The focus of the Johannesburg conference was “Navigating Disruptive Change”. Over 100 senior executives of ICSO local NGOs attended. My top three take-aways from the conference were:
- Disruptive change is about scale, speed and surprise; the point being that it is hard to plan for, but imperative to be flexible and agile for.
- The topic of disruptive change has gone main-stream; no ICSO leader doubted its relevance, threat and opportunity.
- The regional NGOs in Africa were strong and vocal that large ISCOs in the north need not start programs or open new offices in the south; they need to partner with those already present. This is in itself a disruption for traditional ICSOs who are ripe for disintermediation if not embraced.
For further food for thought, I've developed a list of discussion questions, below, for executives to ask themselves in light of the coming wave of disruptive change.
High-Level Questions from the Disruptive Change report
Taking the next steps section of the “Disruptive Change” report, here are twenty-one high-level questions/problems that are faced by International Humanitarian and NGO CEOs...
- What disruptive technology change has impacted other sectors that could potentially impact the humanitarian sector?
- What technologies are on the horizon that may impact our organization?
- Have others taken a cooperative approach to service and program delivery that has worked particularly well?
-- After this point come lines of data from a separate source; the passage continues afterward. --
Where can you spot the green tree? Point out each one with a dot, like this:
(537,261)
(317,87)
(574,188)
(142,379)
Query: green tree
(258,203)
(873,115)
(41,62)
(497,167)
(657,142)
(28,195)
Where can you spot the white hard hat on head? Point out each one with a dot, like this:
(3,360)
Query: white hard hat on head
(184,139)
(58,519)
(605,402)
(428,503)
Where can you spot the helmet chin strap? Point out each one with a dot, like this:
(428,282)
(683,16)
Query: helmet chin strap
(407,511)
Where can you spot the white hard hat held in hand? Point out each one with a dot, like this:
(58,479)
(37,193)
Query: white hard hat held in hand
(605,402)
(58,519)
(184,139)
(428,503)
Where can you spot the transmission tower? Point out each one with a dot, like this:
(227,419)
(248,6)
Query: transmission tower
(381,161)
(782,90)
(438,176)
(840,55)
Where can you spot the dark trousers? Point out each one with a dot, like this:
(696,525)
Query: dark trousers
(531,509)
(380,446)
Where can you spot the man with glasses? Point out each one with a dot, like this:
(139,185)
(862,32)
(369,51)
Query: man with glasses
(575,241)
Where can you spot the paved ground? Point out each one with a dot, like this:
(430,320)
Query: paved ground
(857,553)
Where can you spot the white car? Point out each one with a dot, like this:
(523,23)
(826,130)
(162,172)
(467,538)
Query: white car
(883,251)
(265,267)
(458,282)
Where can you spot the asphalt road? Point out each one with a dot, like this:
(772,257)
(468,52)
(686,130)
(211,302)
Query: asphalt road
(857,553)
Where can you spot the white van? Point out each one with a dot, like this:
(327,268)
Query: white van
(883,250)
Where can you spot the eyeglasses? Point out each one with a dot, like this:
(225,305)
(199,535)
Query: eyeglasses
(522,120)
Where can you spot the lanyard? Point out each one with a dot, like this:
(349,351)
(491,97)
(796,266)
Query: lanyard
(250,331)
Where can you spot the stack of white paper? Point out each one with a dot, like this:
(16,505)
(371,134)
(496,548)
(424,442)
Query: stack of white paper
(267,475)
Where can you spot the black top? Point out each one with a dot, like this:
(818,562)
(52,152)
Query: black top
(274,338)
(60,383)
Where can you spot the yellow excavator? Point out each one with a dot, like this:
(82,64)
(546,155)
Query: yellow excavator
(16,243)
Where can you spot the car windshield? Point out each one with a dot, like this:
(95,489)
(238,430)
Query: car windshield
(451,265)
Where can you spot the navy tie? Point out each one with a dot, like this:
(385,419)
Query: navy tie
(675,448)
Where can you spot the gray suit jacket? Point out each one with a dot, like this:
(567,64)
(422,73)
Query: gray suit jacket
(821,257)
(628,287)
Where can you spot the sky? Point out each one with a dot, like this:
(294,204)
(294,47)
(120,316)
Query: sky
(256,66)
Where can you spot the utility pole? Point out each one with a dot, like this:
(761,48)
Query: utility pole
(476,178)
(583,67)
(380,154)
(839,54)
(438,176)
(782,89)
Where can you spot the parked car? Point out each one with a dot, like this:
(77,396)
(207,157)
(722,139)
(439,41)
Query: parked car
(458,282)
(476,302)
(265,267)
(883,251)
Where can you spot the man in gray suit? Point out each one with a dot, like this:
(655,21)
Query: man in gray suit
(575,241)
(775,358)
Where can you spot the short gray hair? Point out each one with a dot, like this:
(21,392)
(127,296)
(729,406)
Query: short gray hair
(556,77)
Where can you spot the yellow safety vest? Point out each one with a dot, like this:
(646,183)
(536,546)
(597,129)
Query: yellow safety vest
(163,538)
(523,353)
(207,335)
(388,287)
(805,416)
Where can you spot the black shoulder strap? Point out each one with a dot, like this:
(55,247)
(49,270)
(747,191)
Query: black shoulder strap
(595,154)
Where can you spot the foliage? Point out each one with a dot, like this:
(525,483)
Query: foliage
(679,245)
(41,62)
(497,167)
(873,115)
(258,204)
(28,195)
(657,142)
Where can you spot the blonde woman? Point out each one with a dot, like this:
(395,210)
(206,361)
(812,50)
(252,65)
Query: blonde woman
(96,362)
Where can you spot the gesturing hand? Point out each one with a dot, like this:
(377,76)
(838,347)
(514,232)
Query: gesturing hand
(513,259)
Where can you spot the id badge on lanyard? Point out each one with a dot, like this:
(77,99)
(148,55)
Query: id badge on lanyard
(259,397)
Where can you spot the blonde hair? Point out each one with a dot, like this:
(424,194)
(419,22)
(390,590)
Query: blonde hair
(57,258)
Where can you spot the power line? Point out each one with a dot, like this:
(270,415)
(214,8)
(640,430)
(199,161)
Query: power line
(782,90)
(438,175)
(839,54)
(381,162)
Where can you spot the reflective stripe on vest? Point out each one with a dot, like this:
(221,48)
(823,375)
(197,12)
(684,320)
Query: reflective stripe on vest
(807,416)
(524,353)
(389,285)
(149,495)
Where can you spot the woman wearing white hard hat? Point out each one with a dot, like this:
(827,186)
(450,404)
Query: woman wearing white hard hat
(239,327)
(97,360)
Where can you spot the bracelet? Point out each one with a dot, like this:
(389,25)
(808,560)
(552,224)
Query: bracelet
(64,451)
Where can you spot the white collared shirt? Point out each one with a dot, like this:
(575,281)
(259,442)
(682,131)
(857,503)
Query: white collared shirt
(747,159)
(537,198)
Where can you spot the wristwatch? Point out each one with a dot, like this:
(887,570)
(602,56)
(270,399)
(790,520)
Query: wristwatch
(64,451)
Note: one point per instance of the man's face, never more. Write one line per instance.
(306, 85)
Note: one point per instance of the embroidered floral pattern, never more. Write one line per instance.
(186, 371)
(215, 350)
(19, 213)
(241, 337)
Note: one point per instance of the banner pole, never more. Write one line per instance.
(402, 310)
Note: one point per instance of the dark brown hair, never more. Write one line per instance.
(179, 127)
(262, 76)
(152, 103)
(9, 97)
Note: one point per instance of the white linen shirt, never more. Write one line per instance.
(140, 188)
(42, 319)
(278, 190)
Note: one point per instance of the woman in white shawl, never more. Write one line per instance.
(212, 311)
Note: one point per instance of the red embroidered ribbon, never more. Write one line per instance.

Have we?
- How have we used a positive mindset to embrace disruptive change as an opportunity rather than a threat?
- What types of leadership skills and approaches are needed for periods of rapid change?
- When and how has adaptability trumped preparedness in handling disruptive change such as disasters?
- When has organizational humility been a greater asset than organizational pride in times of massive change?
- When and how have we chosen to be a disruptor rather than prepare and wait for disruptive change to happen?
- What have been the keys to an externally focused rather than introspective organizational culture?
- How have we increased the speed of decision-making and what impact has it had?
- Where have we taken on significant risks in order to get greater returns?
- How have we upped the rate of experimentation and become more failure tolerant?
- What upgrades in knowledge management have paid off for our organization?
- Where have we been successful in making our organization’s disciplinary and organizational boundaries more permeable?
- Active disruptor, opportunistic navigator, or conservative survivor; which strategy has worked for us? Will it continue to work?
- Do we have global decision-making governance in place to make rapid decisions when a crisis hits?
- How can International Civil Society Organizations better use the opportunities of taking a virtual approach in implementing our missions?
- How has our organization become more resilient to political disruptions, threats to civil liberties, and crises due to climate change?
- How have think-tanks and industry organizations increased our resilience?
- What big questions are we not asking that we should?
- How would we uncover the new, unasked questions?